We are introduced to a separate strand of the film focused on the transgender woman lawyer Evrim (Deniz Dumanli), who will eventually try to help Lia and Achi in their search for Tekla when they meet 25 minutes before the film ends. Since there are not too many films about Turkish transgender lawyers, and a shot of her filling out paperwork has a fun improvisational quality thanks to one of Istanbul’s stray cats, it initially seems like she’ll provide some fresh energy. But then we return to Lia and Achi’s quest. They eventually try falling asleep in a lousy hotel after some conversation, and you can probably guess what color the room’s lighting is, as well as what they hear from next door as they try and fall asleep.

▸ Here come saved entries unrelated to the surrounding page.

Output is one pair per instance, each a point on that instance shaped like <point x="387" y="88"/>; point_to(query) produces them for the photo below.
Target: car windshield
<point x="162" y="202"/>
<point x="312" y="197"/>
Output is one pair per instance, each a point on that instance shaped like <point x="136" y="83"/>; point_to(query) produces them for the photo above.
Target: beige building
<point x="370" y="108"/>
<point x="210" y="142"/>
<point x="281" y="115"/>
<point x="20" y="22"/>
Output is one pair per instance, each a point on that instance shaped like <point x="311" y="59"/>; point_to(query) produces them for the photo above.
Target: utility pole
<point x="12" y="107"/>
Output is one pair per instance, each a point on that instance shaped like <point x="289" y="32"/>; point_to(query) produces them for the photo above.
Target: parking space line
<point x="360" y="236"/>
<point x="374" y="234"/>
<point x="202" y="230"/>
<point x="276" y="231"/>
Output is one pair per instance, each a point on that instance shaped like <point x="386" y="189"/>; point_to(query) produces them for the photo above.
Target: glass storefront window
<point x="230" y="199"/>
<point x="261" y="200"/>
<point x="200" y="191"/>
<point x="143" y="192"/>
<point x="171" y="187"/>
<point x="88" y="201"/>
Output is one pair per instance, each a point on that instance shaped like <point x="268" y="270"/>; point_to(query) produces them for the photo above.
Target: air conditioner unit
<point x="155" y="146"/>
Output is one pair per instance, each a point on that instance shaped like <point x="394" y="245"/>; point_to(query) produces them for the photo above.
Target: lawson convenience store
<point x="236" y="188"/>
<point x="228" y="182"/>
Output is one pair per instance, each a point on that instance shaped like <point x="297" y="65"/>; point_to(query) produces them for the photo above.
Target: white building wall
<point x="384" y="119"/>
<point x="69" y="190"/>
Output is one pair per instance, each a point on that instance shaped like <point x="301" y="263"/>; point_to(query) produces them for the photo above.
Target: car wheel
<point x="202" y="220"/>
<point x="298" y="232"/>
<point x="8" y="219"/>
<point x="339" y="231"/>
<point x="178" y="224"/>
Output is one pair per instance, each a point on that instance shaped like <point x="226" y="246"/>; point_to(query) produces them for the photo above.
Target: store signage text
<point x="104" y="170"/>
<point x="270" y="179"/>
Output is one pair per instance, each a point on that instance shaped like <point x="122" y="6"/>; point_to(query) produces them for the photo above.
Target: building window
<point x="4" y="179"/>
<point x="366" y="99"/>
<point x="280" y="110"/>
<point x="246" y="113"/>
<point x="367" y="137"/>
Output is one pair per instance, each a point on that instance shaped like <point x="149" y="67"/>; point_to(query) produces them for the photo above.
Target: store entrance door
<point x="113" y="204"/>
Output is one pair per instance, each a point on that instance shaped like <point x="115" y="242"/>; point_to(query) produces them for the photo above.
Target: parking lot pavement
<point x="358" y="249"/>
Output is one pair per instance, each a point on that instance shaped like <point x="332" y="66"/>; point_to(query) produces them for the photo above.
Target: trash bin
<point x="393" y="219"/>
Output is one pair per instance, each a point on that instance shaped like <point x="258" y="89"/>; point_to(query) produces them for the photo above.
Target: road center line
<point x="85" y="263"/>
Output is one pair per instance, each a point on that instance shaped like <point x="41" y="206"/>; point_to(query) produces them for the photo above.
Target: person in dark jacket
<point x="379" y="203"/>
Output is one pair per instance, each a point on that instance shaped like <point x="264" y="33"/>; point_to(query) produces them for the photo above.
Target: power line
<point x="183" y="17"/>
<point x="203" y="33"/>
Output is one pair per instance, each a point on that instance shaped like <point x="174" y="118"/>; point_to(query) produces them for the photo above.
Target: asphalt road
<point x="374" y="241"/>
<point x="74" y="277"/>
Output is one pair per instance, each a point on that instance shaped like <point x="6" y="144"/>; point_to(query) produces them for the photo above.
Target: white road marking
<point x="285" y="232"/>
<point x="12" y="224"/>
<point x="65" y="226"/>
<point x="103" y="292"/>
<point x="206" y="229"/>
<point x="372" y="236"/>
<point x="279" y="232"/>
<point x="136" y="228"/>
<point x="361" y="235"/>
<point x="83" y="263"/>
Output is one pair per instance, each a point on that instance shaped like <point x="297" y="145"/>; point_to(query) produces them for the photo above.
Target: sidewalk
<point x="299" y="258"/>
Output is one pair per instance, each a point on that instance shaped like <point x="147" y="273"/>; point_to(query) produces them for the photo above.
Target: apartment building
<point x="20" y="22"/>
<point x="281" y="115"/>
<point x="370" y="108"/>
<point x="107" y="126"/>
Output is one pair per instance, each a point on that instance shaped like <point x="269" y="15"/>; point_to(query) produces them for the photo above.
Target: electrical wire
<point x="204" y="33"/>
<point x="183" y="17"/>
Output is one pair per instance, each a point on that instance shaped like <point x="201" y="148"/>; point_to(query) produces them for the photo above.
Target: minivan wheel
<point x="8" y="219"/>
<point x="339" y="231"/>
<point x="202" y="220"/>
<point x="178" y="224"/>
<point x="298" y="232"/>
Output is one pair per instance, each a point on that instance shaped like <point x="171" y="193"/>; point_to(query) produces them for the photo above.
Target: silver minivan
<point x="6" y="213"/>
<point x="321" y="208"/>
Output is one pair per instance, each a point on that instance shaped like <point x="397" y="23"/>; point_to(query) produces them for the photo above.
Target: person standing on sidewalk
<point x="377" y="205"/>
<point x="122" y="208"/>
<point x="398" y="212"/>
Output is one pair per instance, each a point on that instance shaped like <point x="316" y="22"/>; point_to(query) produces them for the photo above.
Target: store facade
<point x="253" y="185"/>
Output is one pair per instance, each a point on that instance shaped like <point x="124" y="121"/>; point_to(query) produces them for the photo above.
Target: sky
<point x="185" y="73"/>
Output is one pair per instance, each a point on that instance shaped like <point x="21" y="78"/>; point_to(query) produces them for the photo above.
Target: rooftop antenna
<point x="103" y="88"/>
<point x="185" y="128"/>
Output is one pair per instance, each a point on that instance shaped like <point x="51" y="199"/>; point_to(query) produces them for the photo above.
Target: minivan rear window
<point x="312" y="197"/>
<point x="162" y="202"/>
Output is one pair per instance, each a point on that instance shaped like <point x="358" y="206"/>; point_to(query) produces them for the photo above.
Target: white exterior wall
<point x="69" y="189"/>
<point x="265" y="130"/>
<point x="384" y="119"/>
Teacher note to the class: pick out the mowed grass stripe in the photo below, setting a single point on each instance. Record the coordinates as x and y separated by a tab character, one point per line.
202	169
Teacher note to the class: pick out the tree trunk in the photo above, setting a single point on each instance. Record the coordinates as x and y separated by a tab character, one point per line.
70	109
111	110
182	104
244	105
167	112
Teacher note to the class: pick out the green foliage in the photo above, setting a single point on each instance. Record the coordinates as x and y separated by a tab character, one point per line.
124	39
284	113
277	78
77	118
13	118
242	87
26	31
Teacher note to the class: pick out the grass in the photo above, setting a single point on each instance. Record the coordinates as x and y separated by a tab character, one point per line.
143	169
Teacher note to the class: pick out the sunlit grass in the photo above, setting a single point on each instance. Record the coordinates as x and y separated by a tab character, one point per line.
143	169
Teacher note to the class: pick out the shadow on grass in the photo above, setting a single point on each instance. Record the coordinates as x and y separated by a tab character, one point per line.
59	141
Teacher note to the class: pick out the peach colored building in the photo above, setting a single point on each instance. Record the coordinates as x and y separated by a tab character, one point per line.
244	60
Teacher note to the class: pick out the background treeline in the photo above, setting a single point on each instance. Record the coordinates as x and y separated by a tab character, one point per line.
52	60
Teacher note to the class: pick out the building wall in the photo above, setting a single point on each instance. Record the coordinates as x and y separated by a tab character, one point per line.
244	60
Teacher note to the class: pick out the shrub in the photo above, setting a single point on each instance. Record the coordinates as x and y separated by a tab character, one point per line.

Evrim eventually does receive more solo scenes, albeit drastically outnumbered by Lia and Achi’s tourism. While her life in Istanbul is a bit more interesting to follow, romantic issues, bureaucratic obstacles in trying to get a new ID, and a social circle of trans sex workers are not exactly fresh perspectives on the trans experience. The only real surprise is that it takes so long for Akin to throw in the inevitable scene of cartoon bigots being terrible to her. (The opening fact about gender-neutral language looks awfully pale and irrelevant in that context.) Her role winds up being an exercise in helping Lia and Achi be more empathetic to the struggles of trans women when they finally meet. While over-extending her solo screen time before meeting the protagonists is certainly preferable to making her a one-scene character whose existence would be even more transparently designed to make easy-to-swallow points about acceptance, it’d be better if her story arc wasn’t just a pileup of tropes used in trans narratives. More notable is the fact that if you took out the scenes where she isn’t directly involved with Lia and Achi and just focused on their story, you would have a very skimpy movie that’d be nothing but predictable emotional beats. Then again, if the reception to his recent work is any indicator, this seems to be working out just fine for Levan Akin.

DIRECTOR: Levan Akin;  CAST: Mzia Arabuli, Lucas Kankava, Deniz Dumanli;  DISTRIBUTOR: MUBI;  IN THEATERS: July 19;  STREAMING: August 30;  RUNTIME: 1 hr. 45 min.